Four days, four fatal shootings

With four fatal shootings in as many days and fears that the Lower Mainland is about to fall witness to another bloody gang war, police did their best to alleviate the public’s concerns by announcing the incidents weren’t linked to organized crime or even connected to each other.

The most recent shooting occurred Tuesday outside a Surrey residence. The RCMP-led Integrated Homicide Investigation Team says the body of a man in his 20s was found on the ground.

Press briefings on such incidents are typically handled by a department spokesperson. But, as if underscoring the growing unease among area residents, the spokesperson was joined by the officer in charge of the homicide team.

“These are very separate and tragic events that are only linked by the fact that they took place during this holiday season,” Superintendent Dan Malo said.

Few details about the latest slaying were released. Shots rang out in the 9500 block of 125th Street around 7:30 a.m. but no one immediately called 911. One hour later, a man’s body was spotted and a 911 call was finally made. Police could not explain the delay in the emergency call.

Much of the neighbourhood was cordoned off by police Tuesday. A black tent, presumably marking the spot where the body was found, was erected along the quiet stretch of road.

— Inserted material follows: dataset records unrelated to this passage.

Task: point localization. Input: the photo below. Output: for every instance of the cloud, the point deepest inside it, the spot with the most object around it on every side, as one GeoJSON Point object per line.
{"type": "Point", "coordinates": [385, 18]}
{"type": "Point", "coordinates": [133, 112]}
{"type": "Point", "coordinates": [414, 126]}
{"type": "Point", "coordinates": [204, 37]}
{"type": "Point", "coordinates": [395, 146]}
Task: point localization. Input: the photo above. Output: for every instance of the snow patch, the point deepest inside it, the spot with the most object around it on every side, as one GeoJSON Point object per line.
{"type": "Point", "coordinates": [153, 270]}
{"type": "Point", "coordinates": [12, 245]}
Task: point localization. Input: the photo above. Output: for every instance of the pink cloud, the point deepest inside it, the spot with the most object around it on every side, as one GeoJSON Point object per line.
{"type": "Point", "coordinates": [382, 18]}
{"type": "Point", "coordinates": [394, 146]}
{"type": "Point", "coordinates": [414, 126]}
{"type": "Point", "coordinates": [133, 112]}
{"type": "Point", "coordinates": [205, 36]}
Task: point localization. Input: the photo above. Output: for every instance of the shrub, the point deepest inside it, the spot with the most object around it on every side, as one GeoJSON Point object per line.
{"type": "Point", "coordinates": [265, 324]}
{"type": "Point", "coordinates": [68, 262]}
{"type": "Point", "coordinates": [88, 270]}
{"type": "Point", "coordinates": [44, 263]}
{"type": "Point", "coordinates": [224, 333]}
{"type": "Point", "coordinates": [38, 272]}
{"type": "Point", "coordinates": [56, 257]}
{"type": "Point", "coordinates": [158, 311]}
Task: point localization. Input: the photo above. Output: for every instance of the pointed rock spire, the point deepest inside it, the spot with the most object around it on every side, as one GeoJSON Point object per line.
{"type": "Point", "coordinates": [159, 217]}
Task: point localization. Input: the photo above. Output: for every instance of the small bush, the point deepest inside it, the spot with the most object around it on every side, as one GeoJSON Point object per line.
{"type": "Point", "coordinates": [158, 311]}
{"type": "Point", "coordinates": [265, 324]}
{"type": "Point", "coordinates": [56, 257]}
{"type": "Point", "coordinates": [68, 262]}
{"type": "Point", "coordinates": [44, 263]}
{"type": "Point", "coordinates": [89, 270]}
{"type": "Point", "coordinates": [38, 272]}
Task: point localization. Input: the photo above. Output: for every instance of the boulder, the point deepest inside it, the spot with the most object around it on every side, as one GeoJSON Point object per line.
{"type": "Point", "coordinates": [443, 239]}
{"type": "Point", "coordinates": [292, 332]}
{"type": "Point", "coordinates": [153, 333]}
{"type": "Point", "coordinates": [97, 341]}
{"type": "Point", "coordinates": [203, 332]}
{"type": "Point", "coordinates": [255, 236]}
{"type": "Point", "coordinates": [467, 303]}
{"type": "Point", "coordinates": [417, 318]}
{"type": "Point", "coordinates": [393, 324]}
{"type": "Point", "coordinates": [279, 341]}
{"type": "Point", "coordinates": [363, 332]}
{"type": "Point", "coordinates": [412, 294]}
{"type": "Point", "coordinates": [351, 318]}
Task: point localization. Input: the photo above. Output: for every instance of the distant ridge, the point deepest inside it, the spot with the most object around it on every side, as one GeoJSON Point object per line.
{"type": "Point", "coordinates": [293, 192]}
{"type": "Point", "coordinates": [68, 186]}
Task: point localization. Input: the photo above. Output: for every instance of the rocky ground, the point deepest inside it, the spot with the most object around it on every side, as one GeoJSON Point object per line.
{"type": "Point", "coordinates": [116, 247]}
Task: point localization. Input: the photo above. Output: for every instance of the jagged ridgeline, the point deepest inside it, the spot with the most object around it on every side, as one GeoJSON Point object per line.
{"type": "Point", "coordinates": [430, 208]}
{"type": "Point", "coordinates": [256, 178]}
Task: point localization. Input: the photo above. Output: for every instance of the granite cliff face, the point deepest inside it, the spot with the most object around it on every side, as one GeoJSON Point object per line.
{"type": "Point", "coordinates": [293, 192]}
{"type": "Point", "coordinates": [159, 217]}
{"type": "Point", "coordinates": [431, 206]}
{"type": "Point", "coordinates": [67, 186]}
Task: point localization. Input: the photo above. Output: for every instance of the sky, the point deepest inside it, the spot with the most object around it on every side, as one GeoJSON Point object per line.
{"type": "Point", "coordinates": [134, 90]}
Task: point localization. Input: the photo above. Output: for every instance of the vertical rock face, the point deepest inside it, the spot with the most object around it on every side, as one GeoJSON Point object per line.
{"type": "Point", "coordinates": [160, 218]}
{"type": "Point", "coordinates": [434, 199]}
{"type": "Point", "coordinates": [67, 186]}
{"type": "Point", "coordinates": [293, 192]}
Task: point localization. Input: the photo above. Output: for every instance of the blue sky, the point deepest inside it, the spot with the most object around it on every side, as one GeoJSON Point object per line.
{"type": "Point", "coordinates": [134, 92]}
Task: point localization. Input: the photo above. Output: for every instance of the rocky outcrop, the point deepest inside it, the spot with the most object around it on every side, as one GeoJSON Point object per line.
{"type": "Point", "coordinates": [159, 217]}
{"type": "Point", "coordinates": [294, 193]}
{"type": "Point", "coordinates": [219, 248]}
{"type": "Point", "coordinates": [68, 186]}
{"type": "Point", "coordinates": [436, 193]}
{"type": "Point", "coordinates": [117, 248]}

Worried neighbours ventured out into the rain, looking for answers. Some expressed concern for their safety.

“We’re looking to move out of the area now,” said one elderly woman who has lived on the street for five years and didn’t want to be identified. “But it’s not easy to up stakes and move just like that.”

David Benard, who has called the area home for 20 years, said it has become more and more dangerous in recent years.

“It makes me nervous, but there’s nothing you can do about it,” he said. “The police just can’t seem to catch these guys.”

Sergeant Jennifer Pound, a spokeswoman for the Integrated Homicide Investigation Team, said the number of shootings, particularly during the holiday season, is enough to leave anyone shaking their head.

“This is something that should stir anger in the public and make them want to come forward,” she said.

On Monday, police were called to a home in nearby Langley after receiving a report of shots fired. Police and paramedics located an injured and unresponsive 38-year-old male bleeding in his driveway. The man was pronounced dead at the scene.

The day before, on Sunday, RCMP say a Surrey convenience-store employee was shot and killed. Alok Gupta, 27, had volunteered to work on Christmas so the store’s owners could spend the holiday together.

On Saturday, 28-year-old Bradley McPherson was killed while attending a Surrey house party.

“Bradley was a fun loving man who loved his family and he was in no way involved in illegal activity,” his mother Susan wrote in a statement. “This was a senseless act which has taken a son away from his mother forever.”

A 54-year-old woman was also shot in Surrey on Sunday, though she survived the incident.

No arrests have been made in any of the shootings.

Robert Gordon, director of Simon Fraser University’s school of criminology, said the spate of shootings will likely tarnish Surrey’s reputation, though that might be a tad unfair.

“Surrey has actually been doing quite well,” Prof. Gordon said. “It has had a systematic crime-reduction strategy in place now for several years and that strategy appeared to be doing quite well.”

The number of Criminal Code offences committed in Surrey has dropped every year since 2004 – from 49,108 in 2003 to 42,674 in 2010, according to a report by B.C.’s Ministry of Public Safety.

But the same report says the number of violent offences in Surrey has remained steady over the pst half decade – from 8,447 in 2006 to 8,297 in 2010.

Sgt. Pound said the number of homicides and gunshot calls in Surrey has dropped this year, though she didn’t have exact figures available.

In the first quarter of 2009, the Vancouver area was hit by a gang war that saw shootings almost daily.